Web pranks reveal ‘new’ dirty side of politics

April 13, 2011

The internet has brought us many wonderful things. Cheap music. Scantily-clad women. Free electronic mail delivered by tiny elves.

But one of its greatest gifts may be what it reveals about our politicians, although not always in ways they’d hope. Once there was a time when we had to form our opinions of candidates based on scripted public appearances, news stories, or – heaven forbid – their platforms.

Anyone in politics today knows the web can be an incredibly powerful thing, a low-cost way to mobilize masses without expensive TV ads, radio spots and lawn signs. But when web campaigning brings out politicians’ worst partisan instincts, it can also backfire.

In the reveal-everything world of the internet, our politicians often come across as far more paranoid and desperate (and even a little childish) than we ever thought they were.

Where else would you buy a website named after your rival just to keep him or her from having it? In an increasingly digital election campaign, it’s one of the oldest tricks in the book.

In this federal election, the former chief of staff and executive assistant for Kitchener-Conestoga Conservative MP Harold Albrecht did one better. Jeff Chatterton bought the domain names of Albrecht’s Liberal rival and linked them to a political smear website.

Chatterton, now a volunteer on Albrecht’s campaign, bought the domain names Bobrosehart.ca and bobrosehart.com in February before Bob Rosehart was named the Liberal candidate in Kitchener-Conestoga.

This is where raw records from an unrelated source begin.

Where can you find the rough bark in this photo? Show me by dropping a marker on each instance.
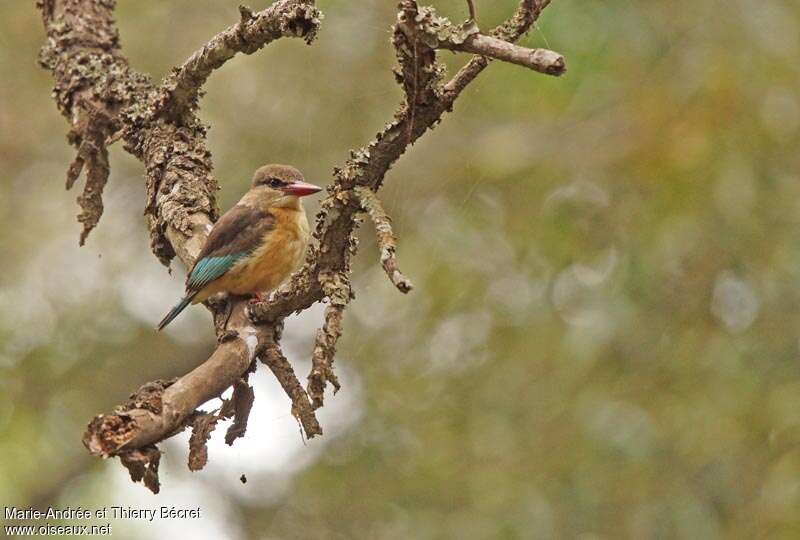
(104, 100)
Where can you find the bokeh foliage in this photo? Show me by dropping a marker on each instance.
(603, 341)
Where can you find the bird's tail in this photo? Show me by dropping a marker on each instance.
(174, 312)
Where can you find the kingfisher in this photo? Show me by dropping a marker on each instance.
(257, 244)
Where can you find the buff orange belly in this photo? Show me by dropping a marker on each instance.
(271, 264)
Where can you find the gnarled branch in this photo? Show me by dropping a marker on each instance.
(158, 126)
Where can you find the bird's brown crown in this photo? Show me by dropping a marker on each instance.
(276, 176)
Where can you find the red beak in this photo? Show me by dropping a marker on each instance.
(301, 189)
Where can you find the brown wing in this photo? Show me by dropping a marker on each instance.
(233, 238)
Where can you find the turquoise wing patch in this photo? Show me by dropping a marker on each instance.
(210, 268)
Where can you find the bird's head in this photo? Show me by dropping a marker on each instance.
(281, 185)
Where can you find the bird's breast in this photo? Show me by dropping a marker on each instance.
(281, 252)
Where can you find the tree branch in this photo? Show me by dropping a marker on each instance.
(158, 126)
(385, 237)
(286, 18)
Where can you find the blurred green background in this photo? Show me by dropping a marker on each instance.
(604, 338)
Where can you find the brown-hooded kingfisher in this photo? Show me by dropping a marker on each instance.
(255, 245)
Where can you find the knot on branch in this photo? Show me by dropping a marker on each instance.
(424, 24)
(107, 435)
(303, 21)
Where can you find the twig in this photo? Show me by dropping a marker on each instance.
(92, 77)
(385, 237)
(471, 6)
(285, 18)
(302, 408)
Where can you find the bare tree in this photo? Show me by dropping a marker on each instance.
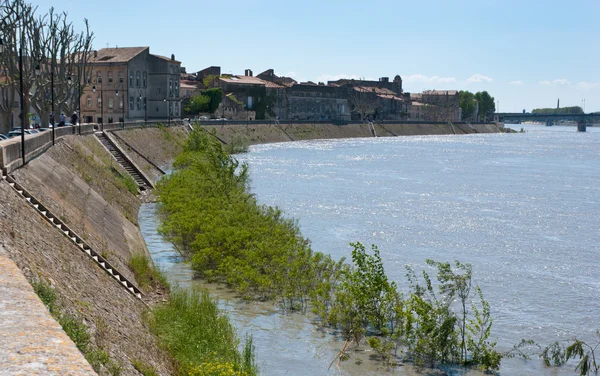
(50, 47)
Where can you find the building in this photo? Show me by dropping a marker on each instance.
(310, 101)
(436, 105)
(129, 84)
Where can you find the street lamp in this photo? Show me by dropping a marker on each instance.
(21, 94)
(168, 109)
(117, 87)
(98, 81)
(145, 111)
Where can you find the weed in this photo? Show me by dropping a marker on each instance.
(197, 333)
(145, 274)
(144, 369)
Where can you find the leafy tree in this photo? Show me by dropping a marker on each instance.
(215, 95)
(487, 105)
(453, 283)
(467, 103)
(207, 101)
(197, 104)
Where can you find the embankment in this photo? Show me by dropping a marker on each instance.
(255, 133)
(81, 183)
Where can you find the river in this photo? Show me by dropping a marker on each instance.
(523, 209)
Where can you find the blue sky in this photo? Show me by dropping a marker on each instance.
(525, 53)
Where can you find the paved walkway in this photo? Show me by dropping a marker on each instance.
(31, 341)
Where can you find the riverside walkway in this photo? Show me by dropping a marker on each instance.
(31, 341)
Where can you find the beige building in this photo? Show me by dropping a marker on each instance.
(129, 84)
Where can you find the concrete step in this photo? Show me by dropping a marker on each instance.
(45, 213)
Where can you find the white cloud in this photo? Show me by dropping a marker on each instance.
(428, 80)
(479, 78)
(558, 81)
(588, 85)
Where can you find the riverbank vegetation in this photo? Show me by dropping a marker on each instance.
(200, 337)
(438, 321)
(252, 248)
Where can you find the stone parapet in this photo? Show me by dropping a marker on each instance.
(31, 341)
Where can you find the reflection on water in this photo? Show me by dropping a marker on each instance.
(524, 209)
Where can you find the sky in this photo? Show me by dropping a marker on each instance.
(527, 54)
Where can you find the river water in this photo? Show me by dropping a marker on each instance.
(523, 209)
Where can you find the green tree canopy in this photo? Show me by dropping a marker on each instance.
(574, 110)
(207, 101)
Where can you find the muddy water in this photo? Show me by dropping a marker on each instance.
(522, 209)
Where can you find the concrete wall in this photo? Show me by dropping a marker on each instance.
(35, 144)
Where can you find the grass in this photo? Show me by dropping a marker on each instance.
(145, 274)
(143, 368)
(76, 329)
(200, 337)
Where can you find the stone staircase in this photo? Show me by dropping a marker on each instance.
(76, 239)
(141, 182)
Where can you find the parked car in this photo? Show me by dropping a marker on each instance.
(17, 132)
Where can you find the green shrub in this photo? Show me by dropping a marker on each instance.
(196, 333)
(145, 274)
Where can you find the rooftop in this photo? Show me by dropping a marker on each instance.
(116, 55)
(242, 80)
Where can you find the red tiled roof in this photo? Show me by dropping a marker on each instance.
(116, 55)
(165, 58)
(242, 80)
(273, 85)
(440, 92)
(390, 96)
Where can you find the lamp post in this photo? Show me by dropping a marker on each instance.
(145, 110)
(117, 87)
(21, 94)
(168, 102)
(98, 81)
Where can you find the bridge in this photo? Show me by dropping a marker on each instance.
(581, 119)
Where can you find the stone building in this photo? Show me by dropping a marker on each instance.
(436, 105)
(310, 101)
(130, 84)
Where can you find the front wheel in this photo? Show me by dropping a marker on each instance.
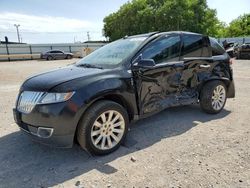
(103, 128)
(213, 97)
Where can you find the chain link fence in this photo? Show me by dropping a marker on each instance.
(33, 51)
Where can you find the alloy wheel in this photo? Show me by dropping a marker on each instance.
(108, 130)
(219, 97)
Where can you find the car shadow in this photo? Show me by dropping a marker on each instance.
(24, 163)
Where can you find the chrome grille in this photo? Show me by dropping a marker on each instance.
(27, 100)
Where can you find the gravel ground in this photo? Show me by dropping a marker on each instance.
(179, 147)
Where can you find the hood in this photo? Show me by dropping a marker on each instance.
(46, 81)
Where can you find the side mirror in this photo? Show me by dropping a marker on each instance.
(145, 63)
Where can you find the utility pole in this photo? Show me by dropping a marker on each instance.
(88, 36)
(18, 36)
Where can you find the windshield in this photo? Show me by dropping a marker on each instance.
(111, 55)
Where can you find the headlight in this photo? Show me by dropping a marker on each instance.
(55, 97)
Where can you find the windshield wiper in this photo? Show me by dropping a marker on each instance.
(89, 66)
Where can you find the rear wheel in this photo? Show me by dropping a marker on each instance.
(103, 128)
(213, 97)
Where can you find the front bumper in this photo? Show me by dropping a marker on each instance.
(59, 120)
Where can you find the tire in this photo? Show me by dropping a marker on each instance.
(49, 58)
(96, 133)
(213, 97)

Until he took them down at the request of his former boss on the weekend, both websites automatically linked to www.ignatieff.me, an anti-Michael Ignatieff page created by the Conservatives. The thinking goes, I suppose, that someone looking to learn more about Rosehart would be shocked by the clearly unbiased information on Ignatieff and vote Conservative.

It’s a trick Chatterton, who owns public relations firm Checkmate Public Affairs, has employed before. In September 2009, he registered the website www.teresahuegle.com, according to online records. Teresa Huegle was the riding’s Liberal candidate at the time.

The Liberals’ say they’re outraged over the fake websites – something Chatterton called “hypocrisy.” Tory candidates’ website names have been bought up by their rivals, too, he said.

True enough. The Ontario Liberal Party first registered www.mikeharris.com in 1998, around the same time the Progressive Conservatives bought the rights to www.daltonmcguinty.com, according to Christine McMillan, the Liberal party’s vice president of communications.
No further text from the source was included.